Before you can fill-in-the-blanks with names or dates, you need a solid Research Plan
For our weekly Saturday Night Genealogy Fun, Randy Seaver challenged everyone to list their sixteen great-great grandparents, along with their pertinent birth and death dates and locations, in Saturday Night Genealogy Fun – Your 16 Great-Great-Grands. Many geneabloggers responded to the challenge. Midge Frazel further encouraged participation by gently nudging us on in This is a test of your local broadcast system. Even though a lot of folks took up the challenge, many discovered that they DO NOT know all sixteen of their sweet sixteen – myself included. My issue has been more of focus – I went for the easiest path upwards where the records were readily available, somewhat easy to read, and the great-grandparents’ names were clear that led me to those records. Others have said that their blanks are caused by naming issues, and some have simply said they don’t know what to do to fill in those blanks. Because of that, this particular edition of Randy’s SNGF was more than just a chance at bragging rights around the genealogists’ round table – it’s a serious opportunity for folks to lay out their research problems and get advice and input from hundreds of other geneabloggers!
No one ever said genealogy was easy – if someone told you that, they lied. It’s hard work. It’s hard detective work. Like most hard problems, the solution can only be found by taking one step at a time. Back in January, Miriam wrote Who Are Our Brickwall Ancestors, and Why Aren’t We Blogging About Them Regularly? In this post, she challenged us to write more about our brickwall ancestors in hopes of getting help from others – sometimes all it takes is a fresh look to gain a new perspective. Miriam even proposed a suggested format, and many bloggers have followed her advice with great posts. Some have blogged about their brickwalls, and later blogged about breaking them down! I prefer to call my blanks roadblocks, but no matter what you name it, it is still an opportunity for research!

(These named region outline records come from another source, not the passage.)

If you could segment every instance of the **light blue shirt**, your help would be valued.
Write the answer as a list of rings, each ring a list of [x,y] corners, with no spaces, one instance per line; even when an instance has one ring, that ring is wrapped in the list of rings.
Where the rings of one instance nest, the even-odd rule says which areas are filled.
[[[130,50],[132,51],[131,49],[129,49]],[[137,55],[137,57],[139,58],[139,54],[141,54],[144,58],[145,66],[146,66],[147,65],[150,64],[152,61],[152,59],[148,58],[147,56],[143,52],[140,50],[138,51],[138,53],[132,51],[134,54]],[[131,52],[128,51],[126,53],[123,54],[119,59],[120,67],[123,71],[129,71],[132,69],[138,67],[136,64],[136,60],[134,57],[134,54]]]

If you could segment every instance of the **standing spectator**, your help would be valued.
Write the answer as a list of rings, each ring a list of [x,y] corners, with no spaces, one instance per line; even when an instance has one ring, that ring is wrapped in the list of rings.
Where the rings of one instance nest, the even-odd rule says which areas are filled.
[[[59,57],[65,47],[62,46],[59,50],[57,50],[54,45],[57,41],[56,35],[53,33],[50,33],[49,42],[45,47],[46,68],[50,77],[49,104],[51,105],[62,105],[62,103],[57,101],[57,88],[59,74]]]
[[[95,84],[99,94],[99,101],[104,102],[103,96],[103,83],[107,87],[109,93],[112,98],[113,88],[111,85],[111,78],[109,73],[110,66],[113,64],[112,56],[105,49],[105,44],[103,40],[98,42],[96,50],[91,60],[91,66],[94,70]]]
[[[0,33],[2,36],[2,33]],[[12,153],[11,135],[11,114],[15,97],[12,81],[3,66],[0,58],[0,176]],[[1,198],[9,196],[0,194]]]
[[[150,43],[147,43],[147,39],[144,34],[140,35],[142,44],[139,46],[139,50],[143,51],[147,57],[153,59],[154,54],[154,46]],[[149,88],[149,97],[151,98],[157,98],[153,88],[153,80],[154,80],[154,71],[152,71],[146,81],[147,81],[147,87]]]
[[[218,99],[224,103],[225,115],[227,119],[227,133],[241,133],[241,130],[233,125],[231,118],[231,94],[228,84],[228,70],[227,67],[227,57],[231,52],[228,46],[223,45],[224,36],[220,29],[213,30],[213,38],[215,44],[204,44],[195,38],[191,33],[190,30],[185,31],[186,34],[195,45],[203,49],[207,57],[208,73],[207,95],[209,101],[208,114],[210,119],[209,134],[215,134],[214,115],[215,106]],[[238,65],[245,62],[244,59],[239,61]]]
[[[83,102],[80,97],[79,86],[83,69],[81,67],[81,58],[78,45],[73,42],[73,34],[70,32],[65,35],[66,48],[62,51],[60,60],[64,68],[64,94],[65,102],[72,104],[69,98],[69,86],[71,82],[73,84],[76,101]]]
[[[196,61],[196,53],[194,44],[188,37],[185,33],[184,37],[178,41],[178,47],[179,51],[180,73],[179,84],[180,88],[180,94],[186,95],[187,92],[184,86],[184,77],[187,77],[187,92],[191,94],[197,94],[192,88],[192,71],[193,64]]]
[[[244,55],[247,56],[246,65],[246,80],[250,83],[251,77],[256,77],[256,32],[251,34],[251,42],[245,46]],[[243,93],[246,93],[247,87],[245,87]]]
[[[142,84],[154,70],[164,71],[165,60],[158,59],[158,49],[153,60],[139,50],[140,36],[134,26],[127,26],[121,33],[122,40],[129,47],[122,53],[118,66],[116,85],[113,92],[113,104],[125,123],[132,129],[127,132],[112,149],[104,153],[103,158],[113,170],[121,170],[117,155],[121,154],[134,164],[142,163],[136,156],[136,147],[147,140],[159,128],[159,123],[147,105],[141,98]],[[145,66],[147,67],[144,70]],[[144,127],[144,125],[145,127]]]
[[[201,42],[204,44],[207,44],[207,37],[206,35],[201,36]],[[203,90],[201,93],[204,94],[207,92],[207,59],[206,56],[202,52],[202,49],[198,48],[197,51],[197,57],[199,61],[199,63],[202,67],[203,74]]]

My only research plan in response to Miriam’s challenge was Research Plan: Finding Death Dates for Joseph Bergmeister and Ursula Goetz. Joseph Bergmeister and Ursula Dallmeier Bergmeister Goetz happen to be two of my sixteen great-great-grands, and while I know their names, birth dates, locations, and parents’ names, I never completed my research by finding their death dates. By developing the research plan, I have a clear idea of both the known facts and the clues to help me solve the unknown details. Although I have not had time yet to follow through with the plan, it is ready and waiting for me when I have more time.
But at least I had their names! Now that some of us have cringed at the “blanks” in our “sweet sixteens”, it’s time to come up with research plans to resolve any blank spots. Like I said in my post Sweet Sixteen: My Great-Great Grandparents, my tree is currently lopsided. Some branches reach high into the air and are filled with green sprouts, while other are these little twig stubs lost in the foliage.
The first branch I need to concentrate on is my patrilineal line: the PIONTKOWSKI branch. I have several clues on where to go next. In fact, I could learn the names of three of my missing sixteen by obtaining the marriage record of my great-grandparents, Jan Piontkowski and Rose Kieswetter. Soon I will come up with a research plan and present it here as a “continuation” of Randy’s challenge, and then I will try to develop research plans for the remaining “missing” information. Even if I can’t get to the actual research right away, I will have “directions” on how to get me around this particular roadblock when I have the opportunity. It’s time to stop ignoring those barren branches while climbing higher on the healthy ones! Are you ready to try to fill in those blanks?